I see some interesting things like the surbl module but other than that this seems to be more like mimedefang (or that's at least what I've picked up from the landing page).
Also do you consider supporting multiple database drivers or will you stick with sqlite3?
Multiple database drivers are in plans for rspamd 1.0 (along with personal statistics and advanced rules planner). The tricky stuff here is that rspamd uses non-blocking model currently which is hardly supported by database drivers (excluding redis and some others). However, rspamd has a concept of asynchronous threads executed in thread pool. So something like MySQL query could be executed within this thread pool with no delay for other filters processing.
Reasons for me not to give it a try:
- Rule based mostly (which I think of as 'SA')
- No db support, as far as I could tell. My dspam keeps everything in a postgresql db and I can easily backup/restore that with all my other stuff (dovecot/postfix virtual users, for example)

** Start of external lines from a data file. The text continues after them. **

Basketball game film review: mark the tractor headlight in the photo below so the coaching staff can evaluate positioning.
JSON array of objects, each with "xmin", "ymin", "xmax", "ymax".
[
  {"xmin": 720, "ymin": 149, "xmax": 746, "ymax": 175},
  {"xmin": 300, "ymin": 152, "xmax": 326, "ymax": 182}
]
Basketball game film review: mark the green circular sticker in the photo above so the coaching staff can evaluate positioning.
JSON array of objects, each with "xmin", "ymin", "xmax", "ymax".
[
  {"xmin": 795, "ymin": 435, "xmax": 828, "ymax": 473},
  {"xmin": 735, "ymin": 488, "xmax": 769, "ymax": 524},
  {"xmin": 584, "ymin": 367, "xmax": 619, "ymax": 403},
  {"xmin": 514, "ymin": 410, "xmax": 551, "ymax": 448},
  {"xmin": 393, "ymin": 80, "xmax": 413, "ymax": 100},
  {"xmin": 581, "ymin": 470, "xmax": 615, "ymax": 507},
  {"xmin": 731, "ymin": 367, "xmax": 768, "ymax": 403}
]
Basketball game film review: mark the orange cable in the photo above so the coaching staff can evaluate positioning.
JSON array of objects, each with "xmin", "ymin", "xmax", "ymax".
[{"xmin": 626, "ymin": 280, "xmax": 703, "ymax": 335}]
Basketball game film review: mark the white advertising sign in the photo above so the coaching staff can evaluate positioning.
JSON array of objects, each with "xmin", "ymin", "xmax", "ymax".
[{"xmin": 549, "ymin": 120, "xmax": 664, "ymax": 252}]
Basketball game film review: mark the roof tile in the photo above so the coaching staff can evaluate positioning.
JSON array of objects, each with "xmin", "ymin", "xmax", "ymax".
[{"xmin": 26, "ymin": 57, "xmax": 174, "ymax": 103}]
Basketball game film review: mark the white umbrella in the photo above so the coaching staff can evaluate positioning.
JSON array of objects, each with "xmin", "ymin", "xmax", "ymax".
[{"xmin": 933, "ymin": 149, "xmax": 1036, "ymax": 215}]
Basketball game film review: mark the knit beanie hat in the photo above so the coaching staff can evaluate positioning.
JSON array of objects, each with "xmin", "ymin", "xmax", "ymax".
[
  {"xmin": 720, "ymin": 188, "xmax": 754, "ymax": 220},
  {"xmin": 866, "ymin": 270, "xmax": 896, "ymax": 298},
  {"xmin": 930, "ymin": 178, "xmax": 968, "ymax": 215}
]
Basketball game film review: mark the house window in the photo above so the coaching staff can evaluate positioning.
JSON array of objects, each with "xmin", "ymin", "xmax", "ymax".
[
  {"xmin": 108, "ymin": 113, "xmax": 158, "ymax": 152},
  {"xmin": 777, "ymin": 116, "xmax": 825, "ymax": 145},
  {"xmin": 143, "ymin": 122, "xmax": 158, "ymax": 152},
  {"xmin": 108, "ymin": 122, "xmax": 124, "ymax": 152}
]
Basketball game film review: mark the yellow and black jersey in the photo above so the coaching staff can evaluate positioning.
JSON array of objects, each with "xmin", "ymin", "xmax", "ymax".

- ~Easy~ to integrate into anything. Look for 'how can I make dovecot-antispam integrate with dspam' and that's been done a thousand times (and works nicely). I haven't found a decent number of rspam resources
That said: My whole post basically says that I didn't try it (for reasons that were important to me). Their site looks interesting and in the end I guess I'd love to hear about successful dspam->rspam migrations as well.
Then, dspam started segfaulting, and none of my e-mail was delivered. I looked into what was going on, and it appeared that the dspam hash database had somehow become corrupted; and since dspam is completely unmaintained these days, it was unlikely that whatever bug I tripped upon would ever be fixed.
Sigh. I also would like to hear user reports about rspamd! I am getting sick of the false negative rate that I'm getting from SpamAssassin.
Rspamd appears to use sqlite3: https://rspamd.com/doc/workers/fuzzy_storage.html
Thanks, but.. That's not quite what I had in mind. For one, somedb-only (sqlite or anything else) is usually not enough. I would hesitate to introduce a system that just supports mysql when everything else is using postgresql for me, for example. And on top of that, this schema is .. limited. My dspam setup learns and can do that for each and every user (though system wide training seems to be the norm, as far as I can tell). This is really just a storage engine as far as I can tell and not really comparable.
That said: I guess I would give rspam a try if I saw a lot of positive reviews/reports. It's just that it certainly doesn't do the same thing as dspam. It's quite a different animal.